I don’t want to say that university education is completely useless. I very much enjoyed the time in university and I learned interesting things. Some professions definitely need an academic education and I have no objections to universities in general. I am just not sure that in many cases the trade-off is worth it, and overall there is very little evidence for the usefulness of universities (mostly because it is very hard to study the counterfactual). Think of College as a form of medication: are the side effects and costs worth the benefits?

Especially in countries where higher education is expensive (looking at you, Uncle Sam), coercing an entire generation of young people into college debt is a real problem.

Alternatives to the current higher education system

Why don’t we do education differently? Why can’t we, for example, just give college degrees to everyone who passes a specific set of exams? Why can’t I just learn everything on my own, prove that I meet the requirements and collect my degree?

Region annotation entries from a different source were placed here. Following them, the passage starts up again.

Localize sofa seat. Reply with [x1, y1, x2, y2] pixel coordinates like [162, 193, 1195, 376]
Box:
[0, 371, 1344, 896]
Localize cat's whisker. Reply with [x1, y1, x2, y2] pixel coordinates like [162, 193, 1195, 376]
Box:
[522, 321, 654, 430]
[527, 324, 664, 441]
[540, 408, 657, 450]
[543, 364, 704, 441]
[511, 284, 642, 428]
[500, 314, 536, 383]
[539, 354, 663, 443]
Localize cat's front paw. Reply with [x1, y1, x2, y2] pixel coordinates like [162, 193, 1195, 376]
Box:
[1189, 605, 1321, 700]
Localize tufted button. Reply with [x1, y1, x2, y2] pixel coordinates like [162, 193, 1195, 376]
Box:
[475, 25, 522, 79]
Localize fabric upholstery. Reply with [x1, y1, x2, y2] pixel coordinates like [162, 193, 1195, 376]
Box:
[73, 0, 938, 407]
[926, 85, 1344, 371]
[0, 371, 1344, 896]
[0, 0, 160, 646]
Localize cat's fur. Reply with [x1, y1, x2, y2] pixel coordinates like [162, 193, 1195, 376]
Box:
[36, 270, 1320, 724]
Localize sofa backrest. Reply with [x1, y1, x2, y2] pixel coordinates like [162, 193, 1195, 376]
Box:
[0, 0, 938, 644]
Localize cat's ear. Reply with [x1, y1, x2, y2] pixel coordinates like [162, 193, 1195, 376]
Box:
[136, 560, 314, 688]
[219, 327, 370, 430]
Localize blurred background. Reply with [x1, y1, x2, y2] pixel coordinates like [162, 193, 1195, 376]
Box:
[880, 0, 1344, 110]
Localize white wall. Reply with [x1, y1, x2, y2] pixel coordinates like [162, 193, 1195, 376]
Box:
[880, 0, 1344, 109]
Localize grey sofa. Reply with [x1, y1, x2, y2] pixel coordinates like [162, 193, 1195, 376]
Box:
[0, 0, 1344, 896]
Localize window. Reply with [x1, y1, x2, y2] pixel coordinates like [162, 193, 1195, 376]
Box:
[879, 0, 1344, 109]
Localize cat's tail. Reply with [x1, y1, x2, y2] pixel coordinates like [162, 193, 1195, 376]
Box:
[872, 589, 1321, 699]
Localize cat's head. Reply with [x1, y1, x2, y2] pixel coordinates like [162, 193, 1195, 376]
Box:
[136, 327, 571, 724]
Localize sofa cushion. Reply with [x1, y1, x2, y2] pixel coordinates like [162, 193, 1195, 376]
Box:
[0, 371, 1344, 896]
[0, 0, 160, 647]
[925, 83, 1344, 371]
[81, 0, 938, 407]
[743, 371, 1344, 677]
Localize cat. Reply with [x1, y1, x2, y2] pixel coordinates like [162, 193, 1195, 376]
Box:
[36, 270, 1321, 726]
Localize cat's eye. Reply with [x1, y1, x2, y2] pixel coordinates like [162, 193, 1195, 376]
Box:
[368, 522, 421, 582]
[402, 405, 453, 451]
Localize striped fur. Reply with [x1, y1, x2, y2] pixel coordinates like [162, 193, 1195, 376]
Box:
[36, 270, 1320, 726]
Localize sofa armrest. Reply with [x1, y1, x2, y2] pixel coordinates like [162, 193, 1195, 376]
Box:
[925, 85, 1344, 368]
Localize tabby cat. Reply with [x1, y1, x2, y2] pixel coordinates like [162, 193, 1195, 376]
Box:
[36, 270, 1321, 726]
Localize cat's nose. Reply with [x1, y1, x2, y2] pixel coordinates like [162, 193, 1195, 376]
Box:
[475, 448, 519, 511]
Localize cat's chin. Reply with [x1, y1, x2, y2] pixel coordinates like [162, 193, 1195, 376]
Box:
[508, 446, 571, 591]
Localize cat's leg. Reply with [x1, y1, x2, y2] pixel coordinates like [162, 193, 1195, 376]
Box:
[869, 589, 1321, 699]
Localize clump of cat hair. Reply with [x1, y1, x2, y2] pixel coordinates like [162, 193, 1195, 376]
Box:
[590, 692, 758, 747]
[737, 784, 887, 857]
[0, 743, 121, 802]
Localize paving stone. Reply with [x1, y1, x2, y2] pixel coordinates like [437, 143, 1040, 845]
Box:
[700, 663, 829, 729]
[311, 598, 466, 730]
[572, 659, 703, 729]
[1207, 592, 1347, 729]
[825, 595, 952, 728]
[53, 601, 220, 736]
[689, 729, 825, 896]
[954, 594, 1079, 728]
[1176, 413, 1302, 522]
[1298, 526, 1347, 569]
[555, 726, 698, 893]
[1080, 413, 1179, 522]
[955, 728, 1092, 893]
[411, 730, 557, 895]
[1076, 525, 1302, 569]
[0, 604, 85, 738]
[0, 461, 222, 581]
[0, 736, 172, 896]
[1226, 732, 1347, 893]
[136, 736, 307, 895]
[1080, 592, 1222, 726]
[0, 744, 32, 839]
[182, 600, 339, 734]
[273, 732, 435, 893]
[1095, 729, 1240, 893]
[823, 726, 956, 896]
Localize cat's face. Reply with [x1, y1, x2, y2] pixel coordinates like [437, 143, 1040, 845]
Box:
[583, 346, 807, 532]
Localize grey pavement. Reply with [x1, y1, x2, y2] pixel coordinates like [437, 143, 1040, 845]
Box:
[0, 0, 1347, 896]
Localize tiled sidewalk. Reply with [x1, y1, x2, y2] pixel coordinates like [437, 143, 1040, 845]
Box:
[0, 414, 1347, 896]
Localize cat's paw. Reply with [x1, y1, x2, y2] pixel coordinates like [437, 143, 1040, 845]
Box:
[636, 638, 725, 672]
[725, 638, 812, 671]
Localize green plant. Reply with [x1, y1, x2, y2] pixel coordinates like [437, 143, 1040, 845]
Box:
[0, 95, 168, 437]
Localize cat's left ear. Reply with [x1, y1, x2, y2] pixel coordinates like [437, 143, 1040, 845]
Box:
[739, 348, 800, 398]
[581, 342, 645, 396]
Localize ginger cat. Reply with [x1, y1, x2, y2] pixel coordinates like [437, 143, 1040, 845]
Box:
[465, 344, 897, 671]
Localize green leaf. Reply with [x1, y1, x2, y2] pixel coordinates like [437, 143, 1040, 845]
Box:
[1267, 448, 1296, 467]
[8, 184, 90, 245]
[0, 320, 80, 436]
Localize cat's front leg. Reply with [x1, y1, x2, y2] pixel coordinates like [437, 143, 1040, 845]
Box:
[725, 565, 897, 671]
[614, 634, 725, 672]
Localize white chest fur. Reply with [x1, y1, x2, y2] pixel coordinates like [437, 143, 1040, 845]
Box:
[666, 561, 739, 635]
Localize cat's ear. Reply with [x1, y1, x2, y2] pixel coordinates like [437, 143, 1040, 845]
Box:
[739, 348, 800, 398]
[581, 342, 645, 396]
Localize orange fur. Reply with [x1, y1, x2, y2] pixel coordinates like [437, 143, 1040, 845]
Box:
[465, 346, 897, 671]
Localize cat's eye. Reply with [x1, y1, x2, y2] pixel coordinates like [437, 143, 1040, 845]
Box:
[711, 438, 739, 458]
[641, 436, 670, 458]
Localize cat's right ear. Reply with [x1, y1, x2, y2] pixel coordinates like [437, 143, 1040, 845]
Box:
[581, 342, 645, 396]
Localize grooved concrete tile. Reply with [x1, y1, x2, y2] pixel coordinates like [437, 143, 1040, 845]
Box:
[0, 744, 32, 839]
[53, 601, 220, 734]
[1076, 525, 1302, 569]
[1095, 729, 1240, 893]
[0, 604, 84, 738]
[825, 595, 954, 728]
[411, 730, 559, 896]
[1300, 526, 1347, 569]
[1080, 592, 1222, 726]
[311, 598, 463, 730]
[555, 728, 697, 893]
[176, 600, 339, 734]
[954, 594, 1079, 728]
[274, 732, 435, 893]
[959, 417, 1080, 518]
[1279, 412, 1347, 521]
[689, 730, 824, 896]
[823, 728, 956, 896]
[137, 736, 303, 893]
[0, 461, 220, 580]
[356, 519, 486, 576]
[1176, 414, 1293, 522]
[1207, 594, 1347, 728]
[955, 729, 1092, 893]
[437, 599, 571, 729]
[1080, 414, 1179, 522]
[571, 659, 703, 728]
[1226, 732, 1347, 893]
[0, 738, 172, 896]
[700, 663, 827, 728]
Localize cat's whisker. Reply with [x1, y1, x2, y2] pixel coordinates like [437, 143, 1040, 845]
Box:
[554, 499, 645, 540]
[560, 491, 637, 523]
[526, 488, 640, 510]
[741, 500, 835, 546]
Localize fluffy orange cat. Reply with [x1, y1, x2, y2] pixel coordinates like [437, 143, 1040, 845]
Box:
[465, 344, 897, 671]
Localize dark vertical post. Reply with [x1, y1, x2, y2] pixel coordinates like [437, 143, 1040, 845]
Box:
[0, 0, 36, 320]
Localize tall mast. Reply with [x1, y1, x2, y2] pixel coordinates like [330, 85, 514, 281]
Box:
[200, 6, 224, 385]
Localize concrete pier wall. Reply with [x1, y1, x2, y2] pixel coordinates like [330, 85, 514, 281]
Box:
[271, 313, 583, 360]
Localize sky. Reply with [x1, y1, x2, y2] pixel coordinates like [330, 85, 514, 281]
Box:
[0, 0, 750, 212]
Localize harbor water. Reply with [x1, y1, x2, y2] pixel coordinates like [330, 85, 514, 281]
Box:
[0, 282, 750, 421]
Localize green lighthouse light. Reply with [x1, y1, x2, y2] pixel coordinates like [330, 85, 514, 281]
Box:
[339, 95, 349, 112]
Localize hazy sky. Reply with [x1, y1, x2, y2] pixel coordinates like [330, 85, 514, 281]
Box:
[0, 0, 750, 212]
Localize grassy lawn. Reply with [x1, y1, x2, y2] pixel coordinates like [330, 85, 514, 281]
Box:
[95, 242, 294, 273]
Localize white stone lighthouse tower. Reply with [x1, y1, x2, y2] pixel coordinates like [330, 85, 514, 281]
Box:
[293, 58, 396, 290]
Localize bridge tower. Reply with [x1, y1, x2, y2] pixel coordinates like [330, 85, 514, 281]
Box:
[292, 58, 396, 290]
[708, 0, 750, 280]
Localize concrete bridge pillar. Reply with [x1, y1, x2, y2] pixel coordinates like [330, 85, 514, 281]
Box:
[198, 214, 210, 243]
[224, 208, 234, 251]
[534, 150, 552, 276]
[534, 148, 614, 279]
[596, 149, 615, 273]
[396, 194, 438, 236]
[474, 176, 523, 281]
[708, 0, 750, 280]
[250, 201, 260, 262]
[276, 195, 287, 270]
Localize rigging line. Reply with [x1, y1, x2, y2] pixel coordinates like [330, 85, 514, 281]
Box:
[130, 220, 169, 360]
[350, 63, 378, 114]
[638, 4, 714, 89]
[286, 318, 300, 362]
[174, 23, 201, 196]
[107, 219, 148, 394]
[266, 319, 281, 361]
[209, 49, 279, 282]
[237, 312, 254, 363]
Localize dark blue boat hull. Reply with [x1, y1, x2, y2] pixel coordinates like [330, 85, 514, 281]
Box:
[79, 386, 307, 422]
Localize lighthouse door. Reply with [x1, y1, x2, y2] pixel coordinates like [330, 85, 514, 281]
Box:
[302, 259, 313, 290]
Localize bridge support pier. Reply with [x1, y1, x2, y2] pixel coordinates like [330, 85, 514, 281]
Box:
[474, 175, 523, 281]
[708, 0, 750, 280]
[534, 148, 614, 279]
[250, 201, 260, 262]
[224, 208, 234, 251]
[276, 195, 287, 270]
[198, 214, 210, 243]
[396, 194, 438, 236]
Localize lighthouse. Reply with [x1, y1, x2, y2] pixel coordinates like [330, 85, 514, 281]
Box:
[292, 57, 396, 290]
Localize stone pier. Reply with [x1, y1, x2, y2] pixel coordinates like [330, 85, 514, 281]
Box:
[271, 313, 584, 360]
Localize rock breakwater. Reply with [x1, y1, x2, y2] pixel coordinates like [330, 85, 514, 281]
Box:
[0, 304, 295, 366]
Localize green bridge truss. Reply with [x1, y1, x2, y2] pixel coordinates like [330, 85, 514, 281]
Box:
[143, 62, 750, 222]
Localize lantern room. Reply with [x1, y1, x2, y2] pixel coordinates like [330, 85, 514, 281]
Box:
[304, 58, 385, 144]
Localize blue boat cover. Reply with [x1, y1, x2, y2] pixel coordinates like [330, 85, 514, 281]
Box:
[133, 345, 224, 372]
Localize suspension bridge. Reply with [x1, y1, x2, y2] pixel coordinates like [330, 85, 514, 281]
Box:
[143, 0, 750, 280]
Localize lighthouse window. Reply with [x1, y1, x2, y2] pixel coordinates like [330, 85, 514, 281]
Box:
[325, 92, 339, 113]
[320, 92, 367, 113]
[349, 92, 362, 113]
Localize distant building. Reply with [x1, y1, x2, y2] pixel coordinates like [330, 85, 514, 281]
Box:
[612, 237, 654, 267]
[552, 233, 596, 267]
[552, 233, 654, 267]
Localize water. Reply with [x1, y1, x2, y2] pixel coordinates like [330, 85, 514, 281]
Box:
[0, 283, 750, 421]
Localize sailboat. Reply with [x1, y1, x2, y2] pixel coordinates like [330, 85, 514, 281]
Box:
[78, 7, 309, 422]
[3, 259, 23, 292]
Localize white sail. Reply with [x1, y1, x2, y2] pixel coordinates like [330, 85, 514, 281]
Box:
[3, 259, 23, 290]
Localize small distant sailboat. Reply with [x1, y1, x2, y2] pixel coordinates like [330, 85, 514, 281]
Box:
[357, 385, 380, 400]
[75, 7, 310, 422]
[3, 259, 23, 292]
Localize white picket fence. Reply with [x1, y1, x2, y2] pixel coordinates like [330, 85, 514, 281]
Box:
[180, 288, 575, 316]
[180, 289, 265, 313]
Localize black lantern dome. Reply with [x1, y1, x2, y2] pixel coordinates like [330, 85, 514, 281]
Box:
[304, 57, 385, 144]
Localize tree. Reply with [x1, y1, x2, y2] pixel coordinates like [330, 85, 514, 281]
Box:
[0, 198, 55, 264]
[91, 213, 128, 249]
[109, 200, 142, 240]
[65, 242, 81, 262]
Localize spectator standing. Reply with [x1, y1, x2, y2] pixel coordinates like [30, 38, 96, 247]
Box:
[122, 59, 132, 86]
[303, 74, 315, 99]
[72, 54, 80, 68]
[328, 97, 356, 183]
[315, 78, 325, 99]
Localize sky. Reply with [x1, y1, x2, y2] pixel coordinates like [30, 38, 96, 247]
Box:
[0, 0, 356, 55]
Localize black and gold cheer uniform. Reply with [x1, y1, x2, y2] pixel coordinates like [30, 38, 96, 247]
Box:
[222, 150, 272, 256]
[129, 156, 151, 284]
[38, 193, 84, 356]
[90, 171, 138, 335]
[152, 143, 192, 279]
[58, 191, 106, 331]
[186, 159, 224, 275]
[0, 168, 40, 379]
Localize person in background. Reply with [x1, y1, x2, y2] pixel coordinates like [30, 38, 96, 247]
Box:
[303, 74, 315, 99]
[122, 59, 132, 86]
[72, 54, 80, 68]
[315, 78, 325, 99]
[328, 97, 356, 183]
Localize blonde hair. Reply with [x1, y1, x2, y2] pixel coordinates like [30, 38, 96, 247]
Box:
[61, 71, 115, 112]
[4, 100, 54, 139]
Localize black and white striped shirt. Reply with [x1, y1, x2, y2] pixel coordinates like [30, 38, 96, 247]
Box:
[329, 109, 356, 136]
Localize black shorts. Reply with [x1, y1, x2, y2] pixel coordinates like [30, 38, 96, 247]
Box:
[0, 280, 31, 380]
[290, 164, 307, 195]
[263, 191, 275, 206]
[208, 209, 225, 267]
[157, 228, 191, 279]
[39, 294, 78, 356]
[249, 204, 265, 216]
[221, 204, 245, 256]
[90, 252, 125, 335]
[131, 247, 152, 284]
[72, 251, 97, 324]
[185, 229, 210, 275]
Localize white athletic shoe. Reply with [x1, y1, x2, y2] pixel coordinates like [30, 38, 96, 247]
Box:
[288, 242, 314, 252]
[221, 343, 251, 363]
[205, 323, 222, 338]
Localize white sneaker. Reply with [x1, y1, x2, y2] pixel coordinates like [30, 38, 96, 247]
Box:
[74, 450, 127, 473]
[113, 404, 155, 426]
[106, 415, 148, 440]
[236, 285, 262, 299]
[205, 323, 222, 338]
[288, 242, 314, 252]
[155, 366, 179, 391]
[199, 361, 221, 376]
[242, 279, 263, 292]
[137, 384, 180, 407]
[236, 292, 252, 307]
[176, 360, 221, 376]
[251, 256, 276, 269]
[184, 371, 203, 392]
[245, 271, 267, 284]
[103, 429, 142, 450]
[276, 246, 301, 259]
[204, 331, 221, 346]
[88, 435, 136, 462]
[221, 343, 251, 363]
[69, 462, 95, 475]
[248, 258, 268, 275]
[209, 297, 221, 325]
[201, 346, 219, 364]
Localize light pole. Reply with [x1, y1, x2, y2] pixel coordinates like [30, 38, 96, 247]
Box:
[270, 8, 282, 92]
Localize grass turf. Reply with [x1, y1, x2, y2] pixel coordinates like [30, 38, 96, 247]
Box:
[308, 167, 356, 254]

Instead, legions of students have to struggle with mandatory attendance and ridiculous fees. (These fees look even more ridiculous when all that universities currently offer is online courses).

I am therefore very happy to see that Google has announced a 6-months program that they treat as the equivalent of a 4 year college degree.

From the article:

Google didn’t say exactly how much the new courses would cost. But a similar program Google offers on online learning platform Coursera, the Google IT Support Professional Certificate, costs $49 for each month a student is enrolled. (At that price, a six-month course would cost just under $300–less than many university students spend on textbooks in one semester alone.) Additionally, Google said it would fund 100,000 needs-based scholarships in support of the new programs.

I really hope this will encourage employers to accept other forms of qualifications than college degrees. This is an essential step towards a fairer society where you have the chance to land a good job even if you didn’t have the means to go to college.